Members peach_2003 Posted May 5, 2020 Members Report Posted May 5, 2020 I also don't read as much as I used to and I used to like reading a lot. I just finished the big bang theory we were watching this before he went into the hospital we were just about to start the 7th season so I went from there on it made me feel like he was still here with me, the tv is on all the time because like you said the place is to quiet without him being here,
Members JenD Posted May 5, 2020 Author Members Report Posted May 5, 2020 I am appreciating the wonderful insight here. Today, 6 weeks and 2 days from losing my love I am feeling the lowest of lows. I feel guilty and wonder if I loved him enough. Life, work and responsibilities get in the way of relationships some times, too many distractions. I know he knew I loved him but I'll never be able just really take the time to hold his face in my hands and softly express my utter need for him and how much he made me whole.

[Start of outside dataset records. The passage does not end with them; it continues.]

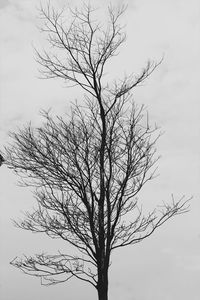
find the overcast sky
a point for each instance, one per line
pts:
(167, 265)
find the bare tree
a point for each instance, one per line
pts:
(88, 166)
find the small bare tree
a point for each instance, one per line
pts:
(87, 167)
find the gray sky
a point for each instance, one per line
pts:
(167, 265)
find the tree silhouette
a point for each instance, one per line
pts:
(87, 167)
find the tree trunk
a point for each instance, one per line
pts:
(102, 286)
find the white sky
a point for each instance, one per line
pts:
(167, 265)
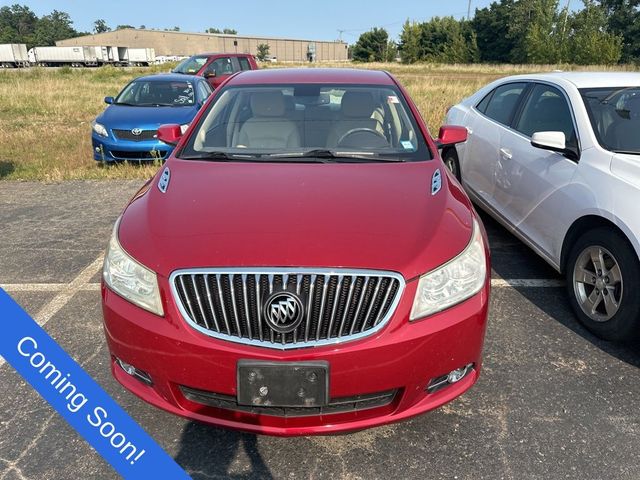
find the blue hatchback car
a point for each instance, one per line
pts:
(126, 130)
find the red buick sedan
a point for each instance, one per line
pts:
(302, 264)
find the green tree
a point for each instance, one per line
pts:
(590, 42)
(17, 25)
(371, 46)
(447, 40)
(409, 46)
(100, 26)
(491, 25)
(55, 26)
(623, 18)
(263, 51)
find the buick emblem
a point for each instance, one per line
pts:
(283, 312)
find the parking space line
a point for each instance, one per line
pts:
(526, 282)
(66, 291)
(61, 299)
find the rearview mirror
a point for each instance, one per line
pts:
(450, 135)
(170, 134)
(555, 142)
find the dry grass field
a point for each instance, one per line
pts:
(46, 114)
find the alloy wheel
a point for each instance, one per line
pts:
(597, 283)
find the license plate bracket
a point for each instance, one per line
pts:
(283, 384)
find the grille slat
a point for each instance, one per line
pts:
(213, 311)
(336, 305)
(222, 304)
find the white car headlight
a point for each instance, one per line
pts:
(453, 282)
(99, 129)
(130, 279)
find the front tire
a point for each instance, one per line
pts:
(450, 160)
(603, 277)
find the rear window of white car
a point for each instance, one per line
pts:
(614, 113)
(501, 102)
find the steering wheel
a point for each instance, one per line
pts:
(371, 131)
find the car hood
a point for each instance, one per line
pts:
(124, 117)
(372, 216)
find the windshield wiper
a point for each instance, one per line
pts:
(321, 153)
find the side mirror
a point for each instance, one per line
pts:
(450, 135)
(554, 141)
(170, 134)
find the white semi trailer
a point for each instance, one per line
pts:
(58, 56)
(13, 55)
(140, 56)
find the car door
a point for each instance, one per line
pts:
(218, 70)
(530, 194)
(481, 164)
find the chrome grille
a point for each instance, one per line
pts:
(128, 135)
(339, 305)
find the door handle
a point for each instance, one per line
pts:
(506, 154)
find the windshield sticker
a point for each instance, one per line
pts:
(163, 183)
(436, 182)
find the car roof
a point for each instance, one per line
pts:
(313, 75)
(168, 76)
(212, 54)
(586, 79)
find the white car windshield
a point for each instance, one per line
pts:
(615, 117)
(308, 120)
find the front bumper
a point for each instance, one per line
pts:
(108, 149)
(402, 357)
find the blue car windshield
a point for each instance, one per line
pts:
(157, 93)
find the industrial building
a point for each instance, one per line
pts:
(185, 44)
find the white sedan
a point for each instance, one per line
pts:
(555, 158)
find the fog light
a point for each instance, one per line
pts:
(129, 369)
(452, 377)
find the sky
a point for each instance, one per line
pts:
(318, 20)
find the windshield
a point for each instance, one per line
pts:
(190, 65)
(164, 93)
(345, 122)
(615, 117)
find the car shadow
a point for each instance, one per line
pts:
(512, 259)
(207, 452)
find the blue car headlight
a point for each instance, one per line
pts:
(99, 129)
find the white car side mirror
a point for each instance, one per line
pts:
(554, 141)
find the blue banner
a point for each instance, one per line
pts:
(79, 399)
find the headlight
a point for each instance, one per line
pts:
(454, 281)
(130, 279)
(99, 129)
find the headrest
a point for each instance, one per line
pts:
(267, 104)
(357, 104)
(633, 105)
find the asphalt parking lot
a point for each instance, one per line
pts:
(553, 401)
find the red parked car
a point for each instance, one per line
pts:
(216, 67)
(303, 263)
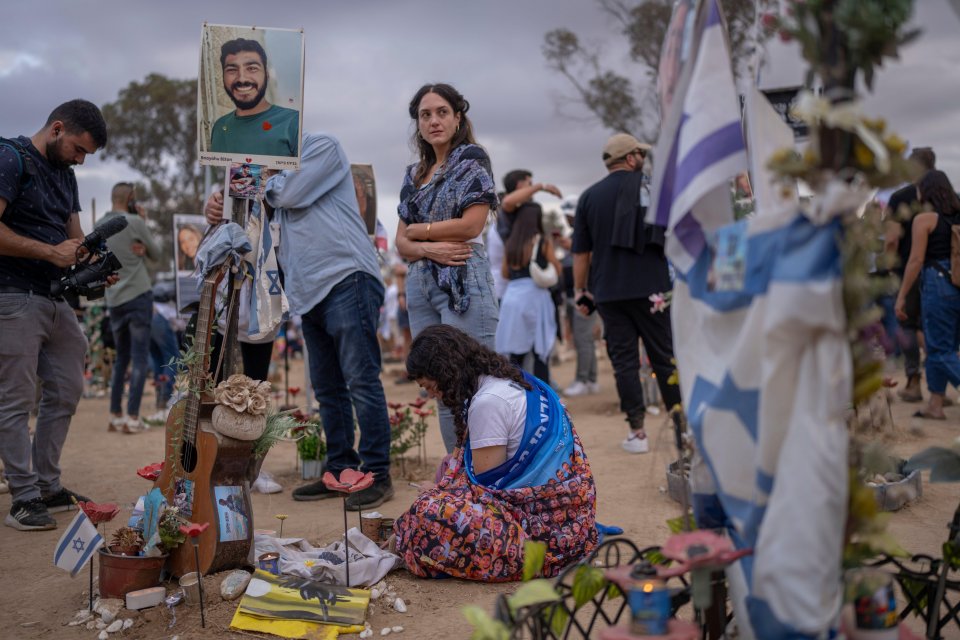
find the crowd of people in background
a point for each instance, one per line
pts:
(481, 293)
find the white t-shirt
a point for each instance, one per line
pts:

Moderators KayC Posted May 5, 2020 Moderators Report Posted May 5, 2020 22 hours ago, Bryn said: I found for 4-5 months I could only watch comedies and stuff I had seen before. I couldn't read new books, I could watch any t.v. for a few years and couldn't read books except how to and grief ones fore TEN years! My focus is still not where it was prior to loss. 2 hours ago, JenD said: I feel guilty and wonder if I loved him enough. Try not to doubt it, we all loved to the best of our ability. Life not only gets in the way for us but it did for them too, that's just natural. We have to work, eat, sleep, etc. But we loved each other to our utmost.